In matrix form this is

$\begin{bmatrix} 2 & 3 & -1 & 5\\ 3 & 7 & 4 & -2\\ 5 & 10 & 3 & 3 \end{bmatrix} \begin{bmatrix} x\\y\\z\\w \end{bmatrix} = \begin{bmatrix} 2\\5\\7 \end{bmatrix}$

We already know that the vector on the right hand side is in the range of $A$ (it is the vector $Y_1$ above), so this system will have a solution. Since the dimension of the kernel of $A$ is 2, this system will have infinitely many solutions, in fact, a two-parametric family of solutions.

In [26]:
X1 = Aplus*Y1

4-element Array{Float64,1}: 0.239819 0.506787 0.20362 0.040724

To check that this is a solution of the system, all we need to do is multiply it by $A$:

In [27]:
A*X1

3-element Array{Float64,1}: 2.0 5.0 7.0

Out of all the solutions that the system has, $X_1$ is the one with the lowest norm, and also the unique one that is in the row space of $A$. To see that it really is in the row space of $A$, we will try to write it as a linear combination of $Rt_1$ and $Rt_2$ which form an orthonormal basis of the rowspace. Again, since the basis is orthonormal, we can get the coefficients using dot products:

In [28]:
c1 = X1⋅Rt1
c2 = X1⋅Rt2
c1*Rt1 + c2*Rt2

4-element Array{Float64,1}: 0.239819 0.506787 0.20362 0.040724

We see that $X_1 = c_1Rt_1 + c_2Rt_2$, so $X_1$ is in the row space of $A$.

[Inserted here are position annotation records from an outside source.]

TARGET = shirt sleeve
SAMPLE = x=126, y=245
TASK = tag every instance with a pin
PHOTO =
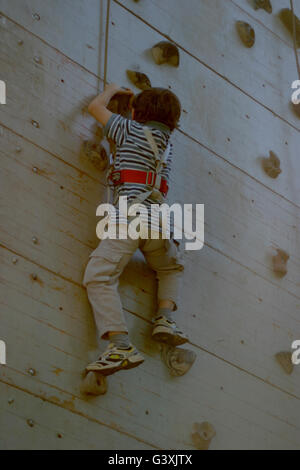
x=117, y=129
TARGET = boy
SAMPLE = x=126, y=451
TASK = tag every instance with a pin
x=156, y=112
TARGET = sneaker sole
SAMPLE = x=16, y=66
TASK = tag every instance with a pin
x=169, y=338
x=126, y=364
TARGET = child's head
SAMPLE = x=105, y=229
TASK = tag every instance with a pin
x=157, y=104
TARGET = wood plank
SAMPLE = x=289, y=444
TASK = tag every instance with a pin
x=54, y=428
x=63, y=133
x=243, y=220
x=270, y=21
x=216, y=37
x=245, y=411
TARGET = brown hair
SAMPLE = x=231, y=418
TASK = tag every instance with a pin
x=157, y=104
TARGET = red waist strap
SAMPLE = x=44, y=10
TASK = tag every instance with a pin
x=138, y=176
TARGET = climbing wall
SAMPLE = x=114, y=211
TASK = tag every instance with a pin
x=238, y=313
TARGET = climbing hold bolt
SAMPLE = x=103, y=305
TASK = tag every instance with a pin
x=246, y=33
x=271, y=165
x=284, y=359
x=178, y=360
x=165, y=53
x=287, y=19
x=140, y=80
x=280, y=262
x=264, y=4
x=203, y=435
x=95, y=153
x=93, y=384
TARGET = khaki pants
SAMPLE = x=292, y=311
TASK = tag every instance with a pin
x=101, y=277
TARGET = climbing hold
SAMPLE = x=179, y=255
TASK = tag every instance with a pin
x=93, y=384
x=203, y=435
x=280, y=262
x=264, y=4
x=286, y=17
x=178, y=360
x=165, y=53
x=35, y=124
x=246, y=33
x=120, y=104
x=284, y=359
x=140, y=80
x=95, y=153
x=271, y=165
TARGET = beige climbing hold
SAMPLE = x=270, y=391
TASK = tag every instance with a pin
x=280, y=262
x=140, y=80
x=178, y=360
x=286, y=17
x=284, y=359
x=264, y=4
x=165, y=53
x=120, y=104
x=271, y=165
x=93, y=383
x=203, y=435
x=246, y=33
x=95, y=153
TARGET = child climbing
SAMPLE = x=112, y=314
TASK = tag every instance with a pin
x=142, y=147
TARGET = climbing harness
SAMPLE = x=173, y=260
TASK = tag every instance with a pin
x=159, y=185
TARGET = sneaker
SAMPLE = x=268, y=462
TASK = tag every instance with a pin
x=166, y=331
x=114, y=359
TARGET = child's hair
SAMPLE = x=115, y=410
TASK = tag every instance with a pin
x=157, y=104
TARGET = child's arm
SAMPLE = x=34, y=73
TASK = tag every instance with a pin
x=98, y=107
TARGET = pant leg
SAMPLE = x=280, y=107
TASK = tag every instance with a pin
x=101, y=279
x=165, y=257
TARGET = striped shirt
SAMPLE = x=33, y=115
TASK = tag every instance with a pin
x=133, y=152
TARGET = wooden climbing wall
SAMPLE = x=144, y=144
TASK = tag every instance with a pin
x=238, y=314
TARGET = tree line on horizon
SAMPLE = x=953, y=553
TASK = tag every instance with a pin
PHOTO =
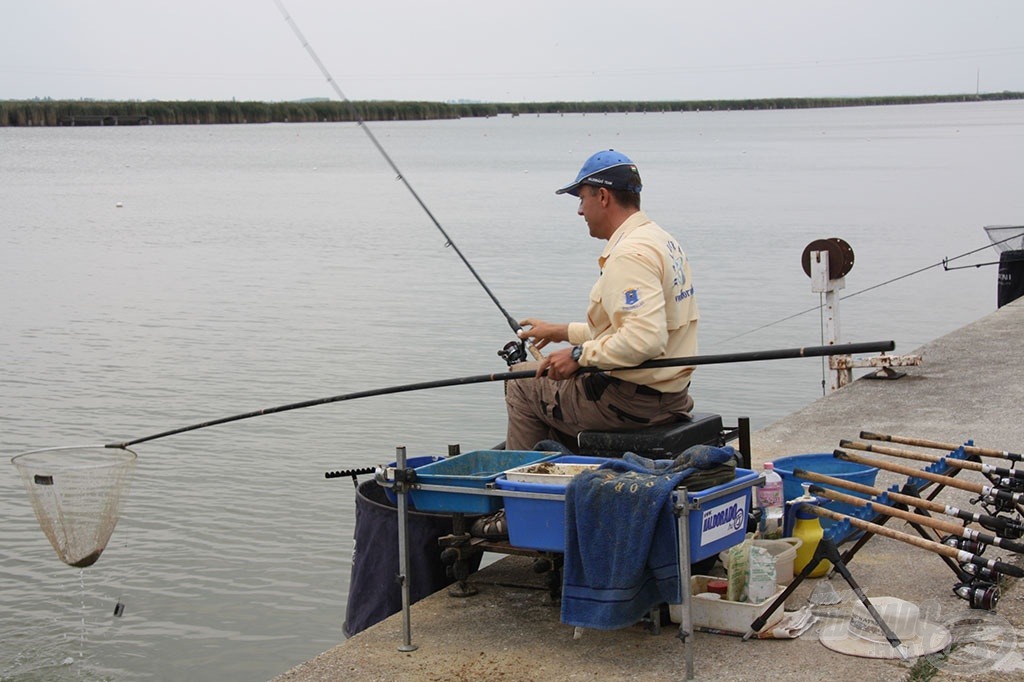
x=57, y=113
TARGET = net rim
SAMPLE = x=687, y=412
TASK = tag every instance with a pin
x=121, y=457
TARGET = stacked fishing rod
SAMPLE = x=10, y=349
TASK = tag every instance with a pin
x=960, y=537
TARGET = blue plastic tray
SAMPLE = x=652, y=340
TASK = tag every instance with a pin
x=717, y=525
x=539, y=524
x=471, y=470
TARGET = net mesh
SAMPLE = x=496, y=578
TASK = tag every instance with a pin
x=77, y=495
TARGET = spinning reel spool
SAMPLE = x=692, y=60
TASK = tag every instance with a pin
x=513, y=352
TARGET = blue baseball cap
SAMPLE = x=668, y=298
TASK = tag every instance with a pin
x=605, y=169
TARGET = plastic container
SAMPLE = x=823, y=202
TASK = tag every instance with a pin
x=714, y=525
x=723, y=614
x=558, y=471
x=825, y=464
x=471, y=470
x=411, y=463
x=540, y=524
x=772, y=503
x=783, y=550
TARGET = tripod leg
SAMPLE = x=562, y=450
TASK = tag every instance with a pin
x=832, y=553
x=817, y=558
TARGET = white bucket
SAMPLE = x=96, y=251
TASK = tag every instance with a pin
x=783, y=550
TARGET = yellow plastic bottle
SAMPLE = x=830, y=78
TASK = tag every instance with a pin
x=808, y=528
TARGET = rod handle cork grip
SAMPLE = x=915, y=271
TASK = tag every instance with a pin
x=937, y=548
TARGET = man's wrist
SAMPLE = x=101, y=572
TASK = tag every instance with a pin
x=577, y=353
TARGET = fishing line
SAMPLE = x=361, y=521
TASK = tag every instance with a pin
x=354, y=113
x=942, y=263
x=749, y=356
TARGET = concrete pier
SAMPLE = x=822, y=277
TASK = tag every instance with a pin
x=970, y=386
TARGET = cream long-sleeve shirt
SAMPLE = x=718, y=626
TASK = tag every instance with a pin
x=642, y=307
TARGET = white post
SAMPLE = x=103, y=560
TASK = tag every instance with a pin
x=820, y=283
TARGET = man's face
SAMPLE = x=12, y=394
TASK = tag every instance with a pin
x=591, y=208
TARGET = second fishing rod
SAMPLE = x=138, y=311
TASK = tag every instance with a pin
x=513, y=351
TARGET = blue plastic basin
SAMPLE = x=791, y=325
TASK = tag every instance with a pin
x=824, y=463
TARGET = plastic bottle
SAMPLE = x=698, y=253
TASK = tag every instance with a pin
x=807, y=526
x=772, y=504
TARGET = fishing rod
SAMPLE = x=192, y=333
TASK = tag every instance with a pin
x=750, y=356
x=934, y=444
x=949, y=481
x=449, y=242
x=938, y=524
x=938, y=548
x=986, y=469
x=1008, y=527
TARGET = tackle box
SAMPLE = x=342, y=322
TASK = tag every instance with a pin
x=540, y=524
x=723, y=615
x=471, y=470
x=716, y=523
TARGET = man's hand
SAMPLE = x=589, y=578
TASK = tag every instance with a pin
x=543, y=333
x=558, y=365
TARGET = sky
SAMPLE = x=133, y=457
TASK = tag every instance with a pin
x=528, y=50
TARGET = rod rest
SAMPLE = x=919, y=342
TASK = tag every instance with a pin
x=701, y=428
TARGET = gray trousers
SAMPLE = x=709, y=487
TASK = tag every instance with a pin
x=543, y=409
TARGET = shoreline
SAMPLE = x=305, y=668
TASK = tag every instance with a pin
x=964, y=389
x=88, y=113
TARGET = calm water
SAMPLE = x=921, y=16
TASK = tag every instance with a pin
x=251, y=266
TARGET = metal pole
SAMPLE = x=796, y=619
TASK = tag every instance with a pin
x=686, y=619
x=402, y=491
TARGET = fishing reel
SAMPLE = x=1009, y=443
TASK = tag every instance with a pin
x=965, y=545
x=979, y=595
x=514, y=352
x=1004, y=526
x=994, y=505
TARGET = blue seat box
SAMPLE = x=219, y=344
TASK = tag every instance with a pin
x=717, y=525
x=471, y=470
x=540, y=524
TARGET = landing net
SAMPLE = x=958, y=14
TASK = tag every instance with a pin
x=1006, y=238
x=77, y=495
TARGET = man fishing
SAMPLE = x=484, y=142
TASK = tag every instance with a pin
x=642, y=307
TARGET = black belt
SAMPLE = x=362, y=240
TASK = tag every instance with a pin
x=641, y=389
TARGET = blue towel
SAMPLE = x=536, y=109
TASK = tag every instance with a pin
x=621, y=541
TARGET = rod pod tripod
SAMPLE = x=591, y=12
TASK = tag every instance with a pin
x=827, y=551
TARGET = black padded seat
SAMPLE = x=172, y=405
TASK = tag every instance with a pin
x=701, y=428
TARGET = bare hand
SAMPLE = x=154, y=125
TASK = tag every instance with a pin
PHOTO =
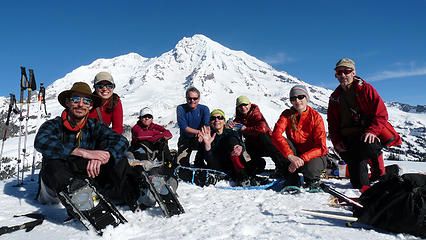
x=369, y=137
x=93, y=168
x=340, y=147
x=238, y=150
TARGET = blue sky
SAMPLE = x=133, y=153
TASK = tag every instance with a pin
x=304, y=38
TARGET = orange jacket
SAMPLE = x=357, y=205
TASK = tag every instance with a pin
x=309, y=140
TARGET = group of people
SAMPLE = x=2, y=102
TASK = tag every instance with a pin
x=79, y=143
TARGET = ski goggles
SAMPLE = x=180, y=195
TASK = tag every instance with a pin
x=76, y=100
x=102, y=85
x=191, y=99
x=300, y=97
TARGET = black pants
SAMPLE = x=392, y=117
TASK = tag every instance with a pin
x=185, y=148
x=118, y=182
x=356, y=157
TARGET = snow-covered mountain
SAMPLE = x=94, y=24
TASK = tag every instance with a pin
x=221, y=74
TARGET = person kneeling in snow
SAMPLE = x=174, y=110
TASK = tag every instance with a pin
x=77, y=147
x=149, y=140
x=222, y=150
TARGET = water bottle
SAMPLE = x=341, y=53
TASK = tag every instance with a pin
x=342, y=169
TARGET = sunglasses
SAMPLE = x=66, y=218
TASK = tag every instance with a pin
x=300, y=97
x=346, y=71
x=192, y=99
x=76, y=100
x=212, y=118
x=102, y=85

To get other solutions, we can add any vector from the kernel of $A$ to $X_1$. Since the kernel of $A$ is spanned by $K_1$ and $K_2$, we can get any solution of the system as

$X = X_1 + c_1K_2 + c_2K_2$

for any choice of the scalars $c_1$ and $c_2$. For example,

$X = X_1 + 2K_1 + 3K_2$

will also be a solution:

In [29]:
A*(X1 + 2K1 + 3K2)

3-element Array{Float64,1}: 2.0 5.0 7.0

Let's now look at a system that does not have a solution:

\left\{\begin{aligned} 2x + 3y -z + 5w &= 2\\ 3x + 7y + 4z -2w &= 5\\ 5x + 10y + 3z + 3w &= 8 \end{aligned}\right.

In matrix form this is

$\begin{bmatrix} 2 & 3 & -1 & 5\\ 3 & 7 & 4 & -2\\ 5 & 10 & 3 & 3 \end{bmatrix} \begin{bmatrix} x\\y\\z\\w \end{bmatrix} = \begin{bmatrix} 2\\5\\8 \end{bmatrix}$

We already know that the vector on the right hand side is not in the range of $A$ (it is the vector $Y_2$ above), so this system will not have a solution. Instead, we will find the "least squares solution", which in some sense is the best approximation to a solution.

In [30]:
X2 = Aplus*Y2

4-element Array{Float64,1}: 0.263952 0.550528 0.208145 0.0723982
In [31]:
A*X2

3-element Array{Float64,1}: 2.33333 5.33333 7.66667

We can see that this is not a solution of the system $AX = Y_2$, since we do not get $Y_2$ but only something close to $Y_2$. In fact, when comparing this to the result we obtained above when we introduced $Y_2$ in the first place, we can see that $AX_2$ is in fact the orthogonal projection of $Y_2$ onto the range of $A$. In other words, the closest vector in the range of $A$ to $Y_2$.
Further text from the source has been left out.